A19h00, le public venu prendre un bain reggae commence à fouler le sable doré du Glazart plage. Des fans de la première heure, des rastafaris, des jeunes amateurs, le tableau est bariolé. Le coucher de soleil commence à poindre sur un ciel judicieusement vierge de tout nuage. A l’intérieur de l’enceinte, il ne manque que l’océan. On se croirait presque en Jamaïque, en train de se rafraîchir accoudé au bar en bois qui fait face à la scène, où on s’affère pour installer les instruments.

Stephen Marley, un des fils de Bob, débute le concert. Il interprète d'abord des chansons de son répertoire, avant de reprendre quelques légendaires morceaux de son père. « Could you be loved » est alors entonnée par l’audience qui commence à se trémousser sérieusement, à l’instar des choristes du chanteur jamaïcain.

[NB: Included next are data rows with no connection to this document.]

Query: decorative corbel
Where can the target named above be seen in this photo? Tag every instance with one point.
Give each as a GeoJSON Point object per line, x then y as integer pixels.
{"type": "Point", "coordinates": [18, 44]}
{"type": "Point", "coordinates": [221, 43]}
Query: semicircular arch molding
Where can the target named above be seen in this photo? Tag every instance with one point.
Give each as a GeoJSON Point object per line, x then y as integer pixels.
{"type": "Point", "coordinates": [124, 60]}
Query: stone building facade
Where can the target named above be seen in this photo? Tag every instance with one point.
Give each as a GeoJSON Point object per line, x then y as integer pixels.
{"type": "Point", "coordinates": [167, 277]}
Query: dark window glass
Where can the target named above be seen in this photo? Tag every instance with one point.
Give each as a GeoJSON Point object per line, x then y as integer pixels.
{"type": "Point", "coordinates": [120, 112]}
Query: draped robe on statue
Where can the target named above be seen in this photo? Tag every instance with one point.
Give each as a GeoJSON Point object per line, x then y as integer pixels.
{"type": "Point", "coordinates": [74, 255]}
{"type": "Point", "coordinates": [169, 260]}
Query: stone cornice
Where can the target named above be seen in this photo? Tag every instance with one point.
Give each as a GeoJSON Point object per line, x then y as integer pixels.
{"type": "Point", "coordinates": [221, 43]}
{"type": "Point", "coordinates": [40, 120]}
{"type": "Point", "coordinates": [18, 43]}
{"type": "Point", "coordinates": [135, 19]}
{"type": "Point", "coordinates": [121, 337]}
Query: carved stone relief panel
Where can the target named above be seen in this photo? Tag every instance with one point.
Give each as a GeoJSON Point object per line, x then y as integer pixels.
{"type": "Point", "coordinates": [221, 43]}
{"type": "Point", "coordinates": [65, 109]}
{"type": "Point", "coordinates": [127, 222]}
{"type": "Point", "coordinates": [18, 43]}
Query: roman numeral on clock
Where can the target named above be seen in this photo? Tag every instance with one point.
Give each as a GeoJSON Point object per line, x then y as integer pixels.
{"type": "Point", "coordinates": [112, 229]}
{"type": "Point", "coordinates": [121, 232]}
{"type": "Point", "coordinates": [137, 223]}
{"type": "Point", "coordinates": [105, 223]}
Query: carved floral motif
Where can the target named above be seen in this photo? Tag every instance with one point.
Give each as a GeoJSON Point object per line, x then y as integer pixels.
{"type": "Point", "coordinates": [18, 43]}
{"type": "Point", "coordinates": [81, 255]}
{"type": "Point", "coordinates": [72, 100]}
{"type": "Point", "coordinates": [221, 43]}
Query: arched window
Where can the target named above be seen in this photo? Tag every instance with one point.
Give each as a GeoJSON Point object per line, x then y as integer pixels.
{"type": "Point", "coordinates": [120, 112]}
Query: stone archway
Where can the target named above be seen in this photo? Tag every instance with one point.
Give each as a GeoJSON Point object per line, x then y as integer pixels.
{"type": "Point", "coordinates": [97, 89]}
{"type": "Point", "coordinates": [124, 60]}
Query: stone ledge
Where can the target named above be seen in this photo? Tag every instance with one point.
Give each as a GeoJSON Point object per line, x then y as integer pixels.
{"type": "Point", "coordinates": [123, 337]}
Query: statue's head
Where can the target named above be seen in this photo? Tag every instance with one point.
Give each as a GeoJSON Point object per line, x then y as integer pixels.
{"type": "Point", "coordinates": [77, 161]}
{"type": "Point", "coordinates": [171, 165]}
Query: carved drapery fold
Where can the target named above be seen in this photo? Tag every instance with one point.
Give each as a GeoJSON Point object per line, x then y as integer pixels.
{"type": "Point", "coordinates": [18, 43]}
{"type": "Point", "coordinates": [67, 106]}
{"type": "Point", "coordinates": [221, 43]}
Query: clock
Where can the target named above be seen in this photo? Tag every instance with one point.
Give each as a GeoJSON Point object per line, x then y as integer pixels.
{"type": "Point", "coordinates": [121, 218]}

Avant de se retirer, Stephen promet de revenir à Paris, pour un concert pleinement à lui. Car s’il ne fait pas pour autant office de faire-valoir anodin, il sait que le monde s’est déplacé pour voir Toots and the Maytals.

Annoncé comme l’homme qui a donné son nom au Reggae, Frederick Toots Hibbert s’avance sur la scène, acclamé par la foule hétéroclite. Alors qu’à son âge, la plupart se la coule douce au bord d’un court d’eau sans courant, lui se démène comme un beau diable. Deux jours auparavant, il était en Angleterre, et le lendemain, Bilbao l’attendait, entre autres étapes de sa tournée estivale marathon. Pourtant, au fil de sa prestation, Toots mont en puissance et les gens se dandinent toujours plus. Ses morceaux les plus reconnus, interprétés avec une certaine liberté, sont reçus par les acclamations du public : Do the Reggay, Louie Louie, 54-56 was my number, entre autres, ont bel et bien l’effet escompté sur le public parisien bigarré. Et même si la fin du concert fût abrupte, sans rappel, tout le monde était ravi d’avoir passé sa soirée en compagnie d’un des plus grands groupes de Reggae de l’histoire, dans ce véritable avatar ad hoc de la Jamaïque, le Glazart.

Le glazart est un lieu de concerts mais aussi de clubbing. Etabli sur un grand espace, scindé en deux (la salle fermée principalement réservée au clubbing, et l’enceinte externe sertie de bars en bois et de bambous), l’endroit dispose des atouts qui lui permettent d’offrir une programmation variée, de la techno au rock garage en passant par le reggae. Si vous êtes confiné dans la région parisienne en cette fin d’été, n’hésitez pas à y faire un saut.